U.K. rapper Skepta has apologized after the artwork for his new single, “Gas Me Up (Diligent),” drew criticism on social media for evoking images of the Holocaust.

Skepta removed the artwork from his social platforms shortly after posting it on Monday. The image showed a shaved head with the words “Gas Me Up” tattooed on it, and received backlash from those on the internet who drew parallels to images of Jewish people during the Holocaust.

Early Tuesday morning, Skepta posted an apology on X, formerly known as Twitter, and said he had removed the single artwork.

“I’ve been waiting to drop Gas Me Up (Diligent) since teasing it April last year, worked hard getting the artwork right for my album rollout which is about my parents coming to the UK in the 80’s, Skinhead, Football culture and it has been taken offensively by many,” Skepta wrote. “I can promise you that was definitely not our plan so I have removed it and I vow to be more mindful going forward.”

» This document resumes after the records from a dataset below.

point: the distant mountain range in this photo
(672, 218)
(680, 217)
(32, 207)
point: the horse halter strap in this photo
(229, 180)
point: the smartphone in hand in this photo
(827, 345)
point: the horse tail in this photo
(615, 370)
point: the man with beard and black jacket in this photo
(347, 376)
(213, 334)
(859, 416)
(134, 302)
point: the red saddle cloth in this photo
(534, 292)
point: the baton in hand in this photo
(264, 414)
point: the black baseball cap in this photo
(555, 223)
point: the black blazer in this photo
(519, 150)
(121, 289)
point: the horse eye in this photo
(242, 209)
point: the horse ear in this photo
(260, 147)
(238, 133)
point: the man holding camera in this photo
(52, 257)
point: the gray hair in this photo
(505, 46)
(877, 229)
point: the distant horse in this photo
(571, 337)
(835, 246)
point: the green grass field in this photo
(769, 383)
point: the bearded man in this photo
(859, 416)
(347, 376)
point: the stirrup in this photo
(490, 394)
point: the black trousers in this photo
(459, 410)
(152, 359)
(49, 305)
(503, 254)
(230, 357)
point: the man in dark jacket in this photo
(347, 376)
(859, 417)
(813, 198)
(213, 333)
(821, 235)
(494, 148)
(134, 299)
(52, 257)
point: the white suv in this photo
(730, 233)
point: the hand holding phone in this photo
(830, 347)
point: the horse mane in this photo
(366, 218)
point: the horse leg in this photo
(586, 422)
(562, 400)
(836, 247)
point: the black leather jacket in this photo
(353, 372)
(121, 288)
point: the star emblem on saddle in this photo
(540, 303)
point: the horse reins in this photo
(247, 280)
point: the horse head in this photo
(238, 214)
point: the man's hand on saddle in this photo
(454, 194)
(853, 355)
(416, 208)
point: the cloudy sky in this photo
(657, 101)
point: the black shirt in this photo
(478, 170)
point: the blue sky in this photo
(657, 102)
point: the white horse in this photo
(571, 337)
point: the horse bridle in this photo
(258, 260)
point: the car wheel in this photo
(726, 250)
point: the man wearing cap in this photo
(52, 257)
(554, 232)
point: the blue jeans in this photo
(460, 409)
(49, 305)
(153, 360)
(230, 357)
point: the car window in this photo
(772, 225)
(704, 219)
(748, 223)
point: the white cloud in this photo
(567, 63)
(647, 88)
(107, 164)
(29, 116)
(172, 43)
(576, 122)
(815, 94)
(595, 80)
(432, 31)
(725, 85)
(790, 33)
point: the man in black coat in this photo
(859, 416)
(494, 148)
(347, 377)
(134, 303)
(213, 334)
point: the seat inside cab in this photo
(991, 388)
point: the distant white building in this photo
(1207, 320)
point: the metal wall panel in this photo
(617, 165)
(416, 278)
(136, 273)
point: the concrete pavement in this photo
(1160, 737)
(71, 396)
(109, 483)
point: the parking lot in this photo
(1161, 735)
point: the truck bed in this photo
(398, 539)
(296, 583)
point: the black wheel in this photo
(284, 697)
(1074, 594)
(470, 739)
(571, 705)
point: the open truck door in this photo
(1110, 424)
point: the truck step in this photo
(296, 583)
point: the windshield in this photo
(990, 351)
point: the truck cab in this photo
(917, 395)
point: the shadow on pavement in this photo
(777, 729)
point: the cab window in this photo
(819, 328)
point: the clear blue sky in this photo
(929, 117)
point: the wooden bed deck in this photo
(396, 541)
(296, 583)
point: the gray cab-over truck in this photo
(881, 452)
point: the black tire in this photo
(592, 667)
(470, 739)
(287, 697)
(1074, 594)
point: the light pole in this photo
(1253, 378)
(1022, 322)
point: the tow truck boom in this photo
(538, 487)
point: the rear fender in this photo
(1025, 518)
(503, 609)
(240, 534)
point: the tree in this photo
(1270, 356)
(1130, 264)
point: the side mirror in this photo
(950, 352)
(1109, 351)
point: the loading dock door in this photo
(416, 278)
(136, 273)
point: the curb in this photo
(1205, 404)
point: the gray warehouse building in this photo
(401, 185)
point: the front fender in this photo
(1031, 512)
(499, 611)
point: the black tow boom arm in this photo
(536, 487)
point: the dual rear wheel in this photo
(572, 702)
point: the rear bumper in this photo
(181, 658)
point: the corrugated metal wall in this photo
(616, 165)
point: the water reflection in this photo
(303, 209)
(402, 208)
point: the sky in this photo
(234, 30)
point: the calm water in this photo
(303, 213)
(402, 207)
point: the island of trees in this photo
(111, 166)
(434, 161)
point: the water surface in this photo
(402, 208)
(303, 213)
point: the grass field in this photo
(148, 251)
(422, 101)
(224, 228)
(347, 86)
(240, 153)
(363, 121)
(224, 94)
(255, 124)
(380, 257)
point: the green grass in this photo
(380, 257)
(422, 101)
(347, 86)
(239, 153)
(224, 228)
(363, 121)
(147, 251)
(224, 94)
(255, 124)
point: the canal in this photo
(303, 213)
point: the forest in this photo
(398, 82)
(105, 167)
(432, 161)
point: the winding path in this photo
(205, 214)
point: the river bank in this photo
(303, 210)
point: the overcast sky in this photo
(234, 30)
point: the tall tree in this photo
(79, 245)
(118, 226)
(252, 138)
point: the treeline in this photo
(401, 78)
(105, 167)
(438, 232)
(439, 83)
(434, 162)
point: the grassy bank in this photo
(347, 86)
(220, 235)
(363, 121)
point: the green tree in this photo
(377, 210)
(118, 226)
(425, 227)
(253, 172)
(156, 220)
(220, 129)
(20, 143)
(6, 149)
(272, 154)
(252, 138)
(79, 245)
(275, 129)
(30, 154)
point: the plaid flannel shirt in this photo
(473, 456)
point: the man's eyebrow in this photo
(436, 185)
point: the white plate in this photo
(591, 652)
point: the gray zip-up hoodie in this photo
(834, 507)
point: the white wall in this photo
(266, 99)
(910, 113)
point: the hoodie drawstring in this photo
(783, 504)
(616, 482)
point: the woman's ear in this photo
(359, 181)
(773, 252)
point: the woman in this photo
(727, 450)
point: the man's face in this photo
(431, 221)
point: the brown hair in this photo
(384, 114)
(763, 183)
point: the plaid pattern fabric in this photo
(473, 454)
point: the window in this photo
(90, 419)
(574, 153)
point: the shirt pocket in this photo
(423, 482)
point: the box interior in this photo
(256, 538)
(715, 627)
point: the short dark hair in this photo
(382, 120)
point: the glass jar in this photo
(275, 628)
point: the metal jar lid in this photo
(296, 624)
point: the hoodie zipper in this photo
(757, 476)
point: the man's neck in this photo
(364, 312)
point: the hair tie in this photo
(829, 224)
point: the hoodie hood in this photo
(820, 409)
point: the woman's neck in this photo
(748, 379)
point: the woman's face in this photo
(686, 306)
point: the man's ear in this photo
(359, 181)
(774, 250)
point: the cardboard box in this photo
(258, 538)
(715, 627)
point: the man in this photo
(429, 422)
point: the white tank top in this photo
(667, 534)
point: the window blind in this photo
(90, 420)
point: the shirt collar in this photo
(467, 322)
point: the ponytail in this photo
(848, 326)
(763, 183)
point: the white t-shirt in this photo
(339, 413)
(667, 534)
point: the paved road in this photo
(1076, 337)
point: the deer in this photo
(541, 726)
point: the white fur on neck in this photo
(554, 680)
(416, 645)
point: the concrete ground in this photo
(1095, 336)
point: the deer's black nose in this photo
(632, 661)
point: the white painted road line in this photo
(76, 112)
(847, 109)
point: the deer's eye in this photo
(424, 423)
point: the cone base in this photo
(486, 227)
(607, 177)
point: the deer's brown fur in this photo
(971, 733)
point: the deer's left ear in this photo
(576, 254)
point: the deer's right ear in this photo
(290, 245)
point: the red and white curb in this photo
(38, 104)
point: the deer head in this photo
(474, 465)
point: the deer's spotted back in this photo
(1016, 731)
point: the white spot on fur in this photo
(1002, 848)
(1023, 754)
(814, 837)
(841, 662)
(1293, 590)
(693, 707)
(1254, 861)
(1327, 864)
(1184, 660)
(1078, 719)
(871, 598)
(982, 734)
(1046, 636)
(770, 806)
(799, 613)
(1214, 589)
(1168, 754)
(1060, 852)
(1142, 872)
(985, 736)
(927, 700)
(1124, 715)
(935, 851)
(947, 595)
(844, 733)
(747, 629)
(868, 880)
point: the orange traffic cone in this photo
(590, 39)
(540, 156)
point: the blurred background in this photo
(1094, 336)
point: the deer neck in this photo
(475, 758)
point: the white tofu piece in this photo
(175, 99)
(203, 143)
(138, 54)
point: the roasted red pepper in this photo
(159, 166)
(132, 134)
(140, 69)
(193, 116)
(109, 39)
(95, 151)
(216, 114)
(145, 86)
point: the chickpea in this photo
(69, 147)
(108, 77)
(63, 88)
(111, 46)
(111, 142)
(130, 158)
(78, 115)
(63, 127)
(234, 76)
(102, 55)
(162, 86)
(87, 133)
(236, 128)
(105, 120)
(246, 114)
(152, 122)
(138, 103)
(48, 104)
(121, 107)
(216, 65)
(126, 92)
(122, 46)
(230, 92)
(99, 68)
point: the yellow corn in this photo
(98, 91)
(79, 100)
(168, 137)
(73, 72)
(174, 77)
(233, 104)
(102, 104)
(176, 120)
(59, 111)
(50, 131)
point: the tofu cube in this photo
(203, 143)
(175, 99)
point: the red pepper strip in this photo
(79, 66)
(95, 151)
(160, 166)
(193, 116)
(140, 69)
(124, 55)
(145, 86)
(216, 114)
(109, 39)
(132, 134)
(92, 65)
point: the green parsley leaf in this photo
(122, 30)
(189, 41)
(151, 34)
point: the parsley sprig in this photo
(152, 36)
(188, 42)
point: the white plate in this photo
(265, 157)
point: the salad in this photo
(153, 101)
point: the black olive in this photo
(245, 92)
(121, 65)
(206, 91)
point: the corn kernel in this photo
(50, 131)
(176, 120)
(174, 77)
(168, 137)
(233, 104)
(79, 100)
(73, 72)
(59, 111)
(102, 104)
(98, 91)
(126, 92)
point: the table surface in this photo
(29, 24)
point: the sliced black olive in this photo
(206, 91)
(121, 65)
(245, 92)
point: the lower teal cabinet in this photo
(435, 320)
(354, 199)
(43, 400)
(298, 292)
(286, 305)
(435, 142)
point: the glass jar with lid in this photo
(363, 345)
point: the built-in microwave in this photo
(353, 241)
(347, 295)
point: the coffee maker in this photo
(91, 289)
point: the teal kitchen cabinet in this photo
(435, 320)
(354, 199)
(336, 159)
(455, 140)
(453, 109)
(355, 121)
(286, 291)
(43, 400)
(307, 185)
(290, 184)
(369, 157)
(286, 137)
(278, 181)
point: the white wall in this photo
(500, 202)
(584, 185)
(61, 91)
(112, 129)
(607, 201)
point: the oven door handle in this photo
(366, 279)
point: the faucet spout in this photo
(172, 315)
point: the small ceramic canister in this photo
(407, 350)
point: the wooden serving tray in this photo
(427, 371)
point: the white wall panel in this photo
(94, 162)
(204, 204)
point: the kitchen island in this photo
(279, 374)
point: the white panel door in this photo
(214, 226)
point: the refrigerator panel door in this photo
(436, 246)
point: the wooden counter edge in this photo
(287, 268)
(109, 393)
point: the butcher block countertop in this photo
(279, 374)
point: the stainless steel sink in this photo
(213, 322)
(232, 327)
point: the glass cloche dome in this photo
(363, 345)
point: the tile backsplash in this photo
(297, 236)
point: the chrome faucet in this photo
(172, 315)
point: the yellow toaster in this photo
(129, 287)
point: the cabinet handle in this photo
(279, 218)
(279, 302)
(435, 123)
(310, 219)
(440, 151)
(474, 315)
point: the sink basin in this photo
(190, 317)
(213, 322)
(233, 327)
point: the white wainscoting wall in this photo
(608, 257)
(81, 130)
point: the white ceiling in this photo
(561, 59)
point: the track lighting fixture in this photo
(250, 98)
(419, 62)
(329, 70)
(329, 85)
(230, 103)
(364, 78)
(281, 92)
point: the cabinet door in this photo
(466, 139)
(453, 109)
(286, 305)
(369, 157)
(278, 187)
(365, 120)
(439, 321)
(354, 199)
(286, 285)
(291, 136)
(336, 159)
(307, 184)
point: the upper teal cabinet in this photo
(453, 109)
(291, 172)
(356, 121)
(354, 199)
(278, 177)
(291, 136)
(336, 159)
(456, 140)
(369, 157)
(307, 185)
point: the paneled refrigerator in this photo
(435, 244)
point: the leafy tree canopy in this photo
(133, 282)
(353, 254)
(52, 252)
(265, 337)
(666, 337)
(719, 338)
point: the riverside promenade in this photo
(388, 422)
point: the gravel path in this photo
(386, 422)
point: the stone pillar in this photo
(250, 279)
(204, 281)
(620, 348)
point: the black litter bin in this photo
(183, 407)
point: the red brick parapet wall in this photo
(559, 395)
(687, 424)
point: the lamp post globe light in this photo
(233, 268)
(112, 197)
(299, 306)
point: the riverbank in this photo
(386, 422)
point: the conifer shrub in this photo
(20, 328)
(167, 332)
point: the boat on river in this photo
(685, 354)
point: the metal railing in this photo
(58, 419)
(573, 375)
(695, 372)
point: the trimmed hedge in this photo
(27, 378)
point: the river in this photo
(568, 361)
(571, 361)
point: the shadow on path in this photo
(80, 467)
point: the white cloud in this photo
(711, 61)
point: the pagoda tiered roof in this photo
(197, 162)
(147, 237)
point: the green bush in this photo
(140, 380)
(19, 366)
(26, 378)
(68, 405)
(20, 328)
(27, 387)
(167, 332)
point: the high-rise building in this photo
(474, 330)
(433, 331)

He later shared a “mood board” he had previously compiled for the single art, consisting of images of skinheads and the logo for 2 Tone Records, an indie ska label which sought to promote racial equality in the music scene in the late ’70s and early ’80s.

“I can honestly see how my single artwork without context can be deemed offensive, especially in a time like this but again that was not my intention,” Skepta said. “But after some thought I don’t feel like I could continue being the artist you all know and love if my art is policed, I have to quit if I can’t express my art as I see it. So to help with context here are some pictures from our mood board for the 1980’s UK story for my album ‘Knife & Fork.’”

“Gas Me Up (Diligent)” is set to release on Jan. 26.